Multiple IL-6 inhibitors, such as tocilizumab, sarilumab and siltuximab, are also
being investigated as COVID-19 treatments. Tocilizumab has the most preliminary evidence
so far. A retrospective study with 21 patients in China showed that tocilizumab is
effective in reducing mortality in severe and critical COVID-19 patients . Another
retrospective study in China with 15 patients with COVID-19 treated with tocilizumab
suggested that it is a possible treatment option for patients at risk of cytokine
storms . Many more tocilizumab clinical studies are currently underway worldwide.

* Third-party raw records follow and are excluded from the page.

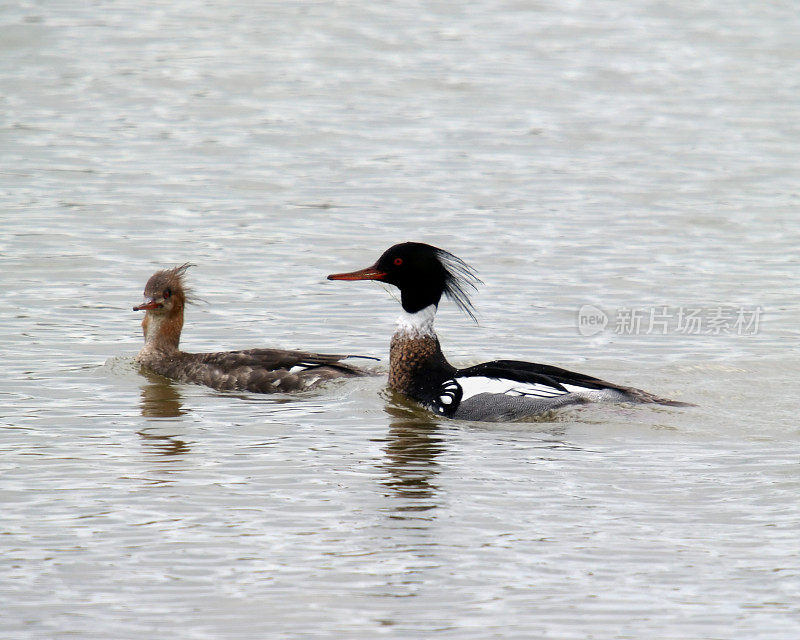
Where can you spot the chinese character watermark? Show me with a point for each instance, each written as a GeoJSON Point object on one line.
{"type": "Point", "coordinates": [663, 320]}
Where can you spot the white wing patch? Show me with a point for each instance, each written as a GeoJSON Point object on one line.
{"type": "Point", "coordinates": [474, 385]}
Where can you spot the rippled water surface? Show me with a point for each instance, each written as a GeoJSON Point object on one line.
{"type": "Point", "coordinates": [631, 156]}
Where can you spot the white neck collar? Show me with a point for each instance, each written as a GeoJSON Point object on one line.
{"type": "Point", "coordinates": [416, 325]}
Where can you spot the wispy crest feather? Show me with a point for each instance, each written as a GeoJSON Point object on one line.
{"type": "Point", "coordinates": [459, 279]}
{"type": "Point", "coordinates": [173, 278]}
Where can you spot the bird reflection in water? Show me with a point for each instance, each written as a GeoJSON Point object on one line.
{"type": "Point", "coordinates": [411, 449]}
{"type": "Point", "coordinates": [161, 399]}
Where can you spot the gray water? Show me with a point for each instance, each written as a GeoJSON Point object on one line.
{"type": "Point", "coordinates": [639, 157]}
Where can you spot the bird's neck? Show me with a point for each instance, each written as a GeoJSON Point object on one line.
{"type": "Point", "coordinates": [162, 332]}
{"type": "Point", "coordinates": [416, 361]}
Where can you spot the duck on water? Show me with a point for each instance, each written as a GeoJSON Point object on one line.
{"type": "Point", "coordinates": [492, 391]}
{"type": "Point", "coordinates": [258, 370]}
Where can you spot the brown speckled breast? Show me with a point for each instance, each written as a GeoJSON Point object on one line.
{"type": "Point", "coordinates": [409, 359]}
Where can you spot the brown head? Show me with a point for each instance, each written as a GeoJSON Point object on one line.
{"type": "Point", "coordinates": [165, 297]}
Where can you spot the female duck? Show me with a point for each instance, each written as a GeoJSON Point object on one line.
{"type": "Point", "coordinates": [492, 391]}
{"type": "Point", "coordinates": [259, 370]}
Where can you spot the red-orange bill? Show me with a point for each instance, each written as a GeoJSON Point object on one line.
{"type": "Point", "coordinates": [370, 273]}
{"type": "Point", "coordinates": [146, 306]}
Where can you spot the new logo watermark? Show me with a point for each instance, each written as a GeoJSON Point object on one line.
{"type": "Point", "coordinates": [663, 320]}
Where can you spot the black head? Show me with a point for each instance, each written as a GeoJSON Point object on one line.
{"type": "Point", "coordinates": [422, 273]}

Data involving siltuximab and sarilumab in COVID-19 are pending peer review or still
Baricitinib, a JAK inhibitor, is predicted to block SARS-CoV-2 receptor-mediated endocytosis
into pulmonary epithelial cells, as well as excessive JAK-dependent cytokine signaling
. An open-label study with 12 patients with oral baricitinib added to ritonavir/lopinavir
therapy showed promising results as all patients improved at 2 weeks and required
no ICU admission . At least, five clinical trials involving baricitinib have been
registered on ClinicalTrials.gov.
TNF inhibitors, such as adalimumab, have also garnered some attention . There
is one study evaluating adalimumab in COVID-19 registered in the Chinese Clinical
Trial Registry 2000030089. Several other biologic and antirheumatic drugs have been
identified to be theoretically helpful in the treatment of COVID-19 including colchicine,
IL-17 inhibitors, IL-12 and IL-12/23 inhibitors, mycophenolate mofetil, azathioprine,
methotrexate, cyclosporine, tacrolimus and other treatments  (accessed on 18 May 2020).

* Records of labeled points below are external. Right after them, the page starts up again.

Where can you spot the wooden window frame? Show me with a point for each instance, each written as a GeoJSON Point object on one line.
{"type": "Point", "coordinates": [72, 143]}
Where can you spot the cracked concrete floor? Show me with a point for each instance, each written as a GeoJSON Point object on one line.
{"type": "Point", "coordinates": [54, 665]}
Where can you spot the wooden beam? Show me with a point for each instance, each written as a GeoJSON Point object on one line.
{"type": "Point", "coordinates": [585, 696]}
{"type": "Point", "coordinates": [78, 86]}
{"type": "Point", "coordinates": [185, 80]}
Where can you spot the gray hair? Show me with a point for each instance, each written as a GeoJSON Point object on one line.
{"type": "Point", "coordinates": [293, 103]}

There is speculation that anticytokine therapies used in rheumatology and dermatology
such as IL-17, IL-12/23 and IL-23 inhibitors are safe to use during COVID-19 and may
have some potential benefit theoretically [25,26].
For all these medications, there are currently insufficient data to recommend either
for or against their use for the treatment of COVID-19. Supplementary Table 1 summarizes
potential immune modulator treatments for COVID-19.
The COVID-19 pandemic is a rapidly evolving situation, and information on the topic
is released and revised as the situation unfolds each day. Current evidence shows
that rheumatology patients do not seem to have worse outcomes despite immune suppression.
Many immunomodulating medications are being studied as treatments of COVID-19, which
can lead to negative impacts on the health and wellbeing of patients treated with
immunotherapies secondary to medication shortages. It is important to still follow
steps that have been put in place for years to safeguard proper medication development
and usage. These steps require valid randomized controlled trials for approving medications
and prescribing treatments. As many have expressed previously, immunosuppressive medications
are not without adverse effects and, thus, these medications should be used only with
careful considerations and be allocated to patients who have proven to benefit from
these therapies . There are likely to be long-term consequences for patients with
immune-mediated diseases after COVID-19 including chronic stress/anxiety, depression
and pain, an increase in fibromyalgia and post-traumatic stress disorder and flaring
of immune-mediated diseases in some patients due to financial and health stressors.